I then used this document as my primary resource as I wrote the booklet. Though I used hundreds of scriptures from that document in the booklet, there are still scores (probably hundreds) of scriptures I had to leave on the proverbial cutting-room floor. There just wasn’t space to include all of them.
But I have no doubt that 37-page document will be used for future projects!
Q: What was the most exciting section to write?
A: I don’t think I can narrow it down to just one section. I would say the two most enjoyable chapters to research, ponder and write about were the chapters on how the 10 Commandments will transform the world and how the earth’s physical environment will be transformed.
Both topics are large and provide much room for imagination and reasonable speculation. For instance, it was fascinating to consult with some outdoorsmen regarding some of the prophecies about future changes to the physical environment. I enjoyed speculating with them on how Christ will cause those changes to occur and what other effects those changes will have.

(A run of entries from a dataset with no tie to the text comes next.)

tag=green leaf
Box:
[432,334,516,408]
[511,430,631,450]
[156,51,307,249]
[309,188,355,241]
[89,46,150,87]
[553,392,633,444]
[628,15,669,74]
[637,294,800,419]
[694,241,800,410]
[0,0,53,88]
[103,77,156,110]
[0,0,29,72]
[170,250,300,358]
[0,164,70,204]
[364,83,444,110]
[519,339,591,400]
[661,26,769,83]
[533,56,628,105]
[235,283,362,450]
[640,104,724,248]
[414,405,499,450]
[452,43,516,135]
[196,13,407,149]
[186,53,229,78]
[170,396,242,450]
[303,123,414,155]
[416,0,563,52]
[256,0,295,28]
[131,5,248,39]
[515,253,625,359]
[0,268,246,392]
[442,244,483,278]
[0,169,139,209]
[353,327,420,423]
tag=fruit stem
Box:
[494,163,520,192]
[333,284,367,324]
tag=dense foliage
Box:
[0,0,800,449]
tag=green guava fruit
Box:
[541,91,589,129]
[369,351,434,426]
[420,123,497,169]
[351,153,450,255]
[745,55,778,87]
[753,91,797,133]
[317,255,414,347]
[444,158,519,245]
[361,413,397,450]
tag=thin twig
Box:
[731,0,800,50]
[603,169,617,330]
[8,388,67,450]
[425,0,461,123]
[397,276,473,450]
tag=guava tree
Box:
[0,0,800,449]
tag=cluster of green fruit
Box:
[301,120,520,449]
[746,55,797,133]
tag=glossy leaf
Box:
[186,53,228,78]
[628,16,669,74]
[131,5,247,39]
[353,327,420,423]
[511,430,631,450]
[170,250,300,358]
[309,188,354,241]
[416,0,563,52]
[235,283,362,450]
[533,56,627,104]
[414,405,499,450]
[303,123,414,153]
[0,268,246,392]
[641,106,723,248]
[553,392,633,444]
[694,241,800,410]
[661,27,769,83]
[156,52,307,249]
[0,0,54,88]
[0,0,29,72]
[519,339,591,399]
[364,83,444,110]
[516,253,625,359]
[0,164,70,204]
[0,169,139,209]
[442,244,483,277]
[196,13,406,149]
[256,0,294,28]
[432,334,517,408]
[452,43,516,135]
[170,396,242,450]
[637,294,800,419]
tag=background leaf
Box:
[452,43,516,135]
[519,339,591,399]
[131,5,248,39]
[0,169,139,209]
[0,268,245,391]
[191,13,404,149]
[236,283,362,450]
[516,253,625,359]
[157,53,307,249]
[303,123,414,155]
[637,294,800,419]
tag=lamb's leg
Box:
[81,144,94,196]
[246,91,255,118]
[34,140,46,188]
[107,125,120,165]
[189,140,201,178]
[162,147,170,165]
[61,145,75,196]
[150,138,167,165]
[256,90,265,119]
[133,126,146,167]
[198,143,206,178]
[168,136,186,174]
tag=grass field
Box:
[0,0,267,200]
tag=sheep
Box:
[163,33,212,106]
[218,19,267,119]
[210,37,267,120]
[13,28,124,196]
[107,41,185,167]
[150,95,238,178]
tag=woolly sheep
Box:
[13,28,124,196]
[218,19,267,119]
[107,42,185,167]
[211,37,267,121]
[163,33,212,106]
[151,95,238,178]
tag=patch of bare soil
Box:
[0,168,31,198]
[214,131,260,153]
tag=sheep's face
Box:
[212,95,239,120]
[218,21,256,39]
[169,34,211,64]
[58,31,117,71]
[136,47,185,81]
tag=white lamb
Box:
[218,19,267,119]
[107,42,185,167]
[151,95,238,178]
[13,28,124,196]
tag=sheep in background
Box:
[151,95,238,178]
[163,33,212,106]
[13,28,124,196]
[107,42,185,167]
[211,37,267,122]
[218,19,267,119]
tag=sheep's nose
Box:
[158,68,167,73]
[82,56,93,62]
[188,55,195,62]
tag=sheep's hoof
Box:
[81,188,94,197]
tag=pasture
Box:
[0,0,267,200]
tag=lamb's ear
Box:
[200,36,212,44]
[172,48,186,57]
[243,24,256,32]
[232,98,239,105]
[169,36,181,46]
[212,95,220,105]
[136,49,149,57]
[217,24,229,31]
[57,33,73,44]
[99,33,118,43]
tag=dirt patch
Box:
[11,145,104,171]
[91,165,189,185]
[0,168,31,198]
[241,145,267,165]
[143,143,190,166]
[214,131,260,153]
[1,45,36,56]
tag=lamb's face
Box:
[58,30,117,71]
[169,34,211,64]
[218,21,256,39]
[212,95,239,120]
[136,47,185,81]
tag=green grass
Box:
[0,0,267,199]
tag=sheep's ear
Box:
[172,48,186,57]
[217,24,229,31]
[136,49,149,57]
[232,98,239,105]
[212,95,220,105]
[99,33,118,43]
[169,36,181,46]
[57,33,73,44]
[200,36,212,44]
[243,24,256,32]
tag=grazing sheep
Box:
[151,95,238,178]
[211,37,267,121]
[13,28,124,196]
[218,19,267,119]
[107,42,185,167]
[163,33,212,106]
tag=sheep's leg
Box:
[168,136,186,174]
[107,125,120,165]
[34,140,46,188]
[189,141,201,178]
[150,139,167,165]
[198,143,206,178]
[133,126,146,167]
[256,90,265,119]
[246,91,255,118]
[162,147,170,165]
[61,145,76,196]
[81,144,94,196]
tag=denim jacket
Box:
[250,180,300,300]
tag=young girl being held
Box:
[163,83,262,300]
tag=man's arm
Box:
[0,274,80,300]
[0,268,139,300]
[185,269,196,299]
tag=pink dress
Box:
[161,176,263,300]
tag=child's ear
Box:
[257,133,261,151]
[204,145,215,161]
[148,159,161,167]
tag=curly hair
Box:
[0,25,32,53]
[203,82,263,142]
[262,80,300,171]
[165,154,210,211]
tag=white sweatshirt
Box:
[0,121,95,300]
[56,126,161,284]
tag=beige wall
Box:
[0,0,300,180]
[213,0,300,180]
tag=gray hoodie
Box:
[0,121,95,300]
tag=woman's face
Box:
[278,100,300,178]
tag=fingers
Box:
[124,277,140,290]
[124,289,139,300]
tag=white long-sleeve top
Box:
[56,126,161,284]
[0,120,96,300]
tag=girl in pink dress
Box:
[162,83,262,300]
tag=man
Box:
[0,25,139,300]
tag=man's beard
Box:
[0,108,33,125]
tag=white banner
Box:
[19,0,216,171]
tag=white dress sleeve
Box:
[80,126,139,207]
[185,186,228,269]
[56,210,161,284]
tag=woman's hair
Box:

For instance, one interesting thing I discovered when working on chapter 6 was the connection between the prophesied lowering of the mountains and the healing of deserts. Many of the world’s deserts were created as a result of large mountain ranges blocking the free movement of moisture-carrying clouds (this is sometimes called a rain shadow). Scientists call the side of a mountain that receives ample precipitation the windward side, while the other side that has less wind and precipitation is called the leeward side.
Many of the world’s greatest deserts are on the leeward side of huge mountain ranges. For example, the Mojave Desert in the western United States is so dry because it is located on the leeward side of the Sierra Nevada mountains. Perhaps the way God will cause the Mojave Desert to “blossom as the rose” (Isaiah 35:1) is to lower the Sierra Nevada mountains and allow the moisture that comes from the Pacific Ocean to water that desert and make it a vibrant and productive prairie.
I really do hope readers will ponder some of these subjects as well—maybe thinking of other things that I didn’t explore in the booklet.
Q: Anything else you would like to add?
A: Yes, I’d like to just add a shout-out to all those who contributed in various ways to this booklet. Even though a booklet may have one author, there are a lot of people who contribute to the project as a whole. In this case, I did have a colleague, Ralph Levy, write one sidebar that relates to a subject he’s very familiar with because he teaches it at our Bible school, Foundation Institute.
Beyond him, dozens of people contributed to the booklet in various ways including the editorial process, the review process and the design process. You can find many of the names of those who contributed to the booklet on the inside cover. Two names you won’t find on the inside cover that deserve credit are Becky Bennett and Amy Foster.
There are also other people who helped me with what I call “reader reviews.” I like to have friends and coworkers read over sections of my writing from a purely “reader” perspective and give me feedback on its clarity. Sometimes they say it’s nice and clear—but other times they give me helpful feedback on ways I can make it clearer or areas I might need to explain more thoroughly. And sometimes their feedback is the opposite—sometimes they say it needs to be shorter and less wordy!
I’d like to end by thanking everyone who contributed the time to help produce this booklet and all those people who have taken the time to read it!